Reiterating the importance of self-protection, Leonardo Renieri, Careggi University Hospital, Florence, Italy, emphasised that not only has their practice changed in Italy, but their approach to patients. “We used to think about the best approach for the patient, but now, we have to think first about how to protect ourselves, the personnel working with us, and the non-COVID patients admitted to the hospital. It means we have to wait for the swab [COVID-19 test] whenever possible.”
Renieri added that his hospital prefers performing stroke procedures under general anaesthetic, as it is safer, he said, due to the patient being connected to a ventilator.
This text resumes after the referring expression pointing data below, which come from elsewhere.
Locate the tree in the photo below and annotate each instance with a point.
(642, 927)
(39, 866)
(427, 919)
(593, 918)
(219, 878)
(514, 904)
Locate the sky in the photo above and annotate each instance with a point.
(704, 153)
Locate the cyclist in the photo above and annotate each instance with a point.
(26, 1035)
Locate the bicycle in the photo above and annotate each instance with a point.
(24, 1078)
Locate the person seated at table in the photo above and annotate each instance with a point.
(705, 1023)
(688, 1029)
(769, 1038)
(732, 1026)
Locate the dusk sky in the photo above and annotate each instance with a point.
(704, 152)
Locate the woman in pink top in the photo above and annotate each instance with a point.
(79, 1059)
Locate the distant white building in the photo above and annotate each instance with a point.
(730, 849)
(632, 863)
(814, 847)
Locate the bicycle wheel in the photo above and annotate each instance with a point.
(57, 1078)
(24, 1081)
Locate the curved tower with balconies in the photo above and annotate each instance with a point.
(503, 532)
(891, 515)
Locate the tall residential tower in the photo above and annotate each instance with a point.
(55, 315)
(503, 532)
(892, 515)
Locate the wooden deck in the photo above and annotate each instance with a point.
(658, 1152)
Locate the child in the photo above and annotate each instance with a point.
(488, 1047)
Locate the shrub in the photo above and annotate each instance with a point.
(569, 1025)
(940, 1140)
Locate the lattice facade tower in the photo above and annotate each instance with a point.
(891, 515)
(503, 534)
Noting a difference in patient triage between Renieri’s practice in Florence and his own in Seattle, Levitt said they assume all patients are COVID-positive, until proven otherwise. Moreover, on what he refers to as a highly debated topic: to intubate or not to intubate, Levitt speculates: “It is not that straightforward”, and emphasised that an intubated patient is not necessarily safer. Though acknowledging that if a patient is intubated somewhere else and bought in, they are on a closed circuit, meaning they are safer, he argued that anytime the circuit is disrupted—through suctioning, cuff leaks, manipulation or switching from a transport vent to a regular vent—an aerosolising event could occur.
“It is a false sense of security saying that intubated patients are safer,” Levitt continued. He urged his colleagues listening in to try and avoid intubating in the angiosuite prior to thrombectomy, while unplanned intraprocedural intubation should be avoided “at all costs”.
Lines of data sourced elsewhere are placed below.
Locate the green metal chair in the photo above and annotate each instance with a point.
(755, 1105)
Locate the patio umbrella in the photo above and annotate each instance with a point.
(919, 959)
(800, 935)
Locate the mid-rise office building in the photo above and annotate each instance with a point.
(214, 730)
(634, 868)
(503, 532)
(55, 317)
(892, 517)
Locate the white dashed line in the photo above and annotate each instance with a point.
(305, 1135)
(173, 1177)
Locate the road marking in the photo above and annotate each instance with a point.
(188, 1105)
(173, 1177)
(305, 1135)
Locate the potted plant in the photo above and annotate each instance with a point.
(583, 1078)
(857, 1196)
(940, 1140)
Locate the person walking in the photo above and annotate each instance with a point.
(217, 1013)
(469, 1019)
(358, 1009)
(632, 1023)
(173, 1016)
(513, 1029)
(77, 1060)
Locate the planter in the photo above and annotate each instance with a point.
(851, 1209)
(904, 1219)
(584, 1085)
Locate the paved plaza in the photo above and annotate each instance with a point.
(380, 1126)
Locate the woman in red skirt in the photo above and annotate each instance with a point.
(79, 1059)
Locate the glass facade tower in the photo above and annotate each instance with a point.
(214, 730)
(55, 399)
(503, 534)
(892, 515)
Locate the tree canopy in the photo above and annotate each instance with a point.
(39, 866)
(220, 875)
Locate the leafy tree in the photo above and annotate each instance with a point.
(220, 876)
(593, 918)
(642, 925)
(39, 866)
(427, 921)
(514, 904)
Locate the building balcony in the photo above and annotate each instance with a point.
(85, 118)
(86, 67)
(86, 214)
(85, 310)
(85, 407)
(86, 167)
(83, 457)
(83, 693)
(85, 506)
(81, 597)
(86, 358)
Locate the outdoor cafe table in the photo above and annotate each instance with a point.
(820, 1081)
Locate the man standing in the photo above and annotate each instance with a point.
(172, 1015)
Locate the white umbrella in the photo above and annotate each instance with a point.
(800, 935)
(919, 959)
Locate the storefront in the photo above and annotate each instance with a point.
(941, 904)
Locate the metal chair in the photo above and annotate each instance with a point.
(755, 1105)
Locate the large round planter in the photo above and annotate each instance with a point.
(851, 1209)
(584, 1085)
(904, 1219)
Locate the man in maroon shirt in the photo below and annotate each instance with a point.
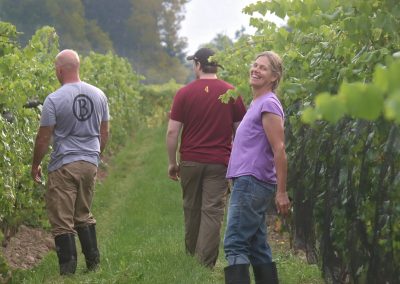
(208, 127)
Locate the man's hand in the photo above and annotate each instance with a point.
(36, 173)
(282, 203)
(173, 171)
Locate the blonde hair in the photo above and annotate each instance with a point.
(276, 66)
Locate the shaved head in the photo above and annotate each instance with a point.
(68, 59)
(67, 66)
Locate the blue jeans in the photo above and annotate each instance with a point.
(246, 232)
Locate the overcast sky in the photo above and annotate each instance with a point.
(204, 19)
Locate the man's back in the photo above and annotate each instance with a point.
(207, 122)
(76, 110)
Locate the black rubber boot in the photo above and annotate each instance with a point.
(66, 252)
(266, 273)
(237, 274)
(87, 237)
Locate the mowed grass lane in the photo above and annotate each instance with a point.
(140, 228)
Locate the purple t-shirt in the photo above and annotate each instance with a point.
(252, 153)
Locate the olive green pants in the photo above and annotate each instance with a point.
(69, 197)
(205, 189)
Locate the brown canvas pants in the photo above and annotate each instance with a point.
(69, 197)
(205, 190)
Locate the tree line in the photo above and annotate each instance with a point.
(144, 31)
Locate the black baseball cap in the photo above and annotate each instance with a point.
(202, 56)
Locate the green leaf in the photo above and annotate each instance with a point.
(380, 78)
(392, 107)
(332, 108)
(362, 100)
(309, 115)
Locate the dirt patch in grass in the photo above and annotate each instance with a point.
(27, 247)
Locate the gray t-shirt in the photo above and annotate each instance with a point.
(76, 111)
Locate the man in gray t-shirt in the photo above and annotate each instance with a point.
(76, 117)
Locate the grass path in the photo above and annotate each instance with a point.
(140, 228)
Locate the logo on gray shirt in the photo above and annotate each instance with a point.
(83, 107)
Expanding on these lessons learnt, Mocco proposed that areas expecting to become COVID-endemic should prepare for intensive care unit (ICU) expertise. He encouraged physicians to “start thinking beyond just the neurointerventional suite, and the fact that you may be called on to provide ICU care.” He added that he had sent his own department at Mount-Sinai Health System an email requesting all faculty to participate in a 90-minute course, as well as around eight hours of online training each for critical care and ICU support.
In addition, Mocco called for hospitals to prepare for employee shortage. “It is not just the doctors, but the hospital transporters, the clerks, the ward staff, and the nurses, who are all unbelievable in their dedication.” He added that it is also important to think about improving pathways for non-ICU recovery, yet acknowledged that “every institute has its own nuances”.
A question and answer session followed the speakers’ presentations, whereby a question was raised regarding what to do with the supplies that were used for a COVID-positive patient. Levitt replied: “You need to disinfect the outside of just about everything, with some kind of industrial cleaning wipe. If you have cabinets of equipment in your angiosuite that are closed, then you do not need to open them and wipe down every individual box, but you do need to wipe down the outside of the cabinet. If you are opening and closing the doors for your stroke equipment, that is when that kit goes outside [during the procedure].
“The jury is out on how long aerosolised particles may stay in a non-negative pressure environment,” Levitt added. “We think it is somewhere between 15–20 minutes, but it is important for cleaning staff going into an environment that has been recently aerosolised to wear full PPE,” he highlighted.
Lastly, Levitt explained that regarding PPE and safety measures, there is a point to be made about timing. “All the time metrics are no longer important to me, the safety of the staff is the thing I think about.
“There are no true emergencies in a pandemic like this, there is no cutting corners. Everything will take longer, and we have to be okay with that. Because if you go down, nobody will be getting stroke care, so we have to think about the long term.”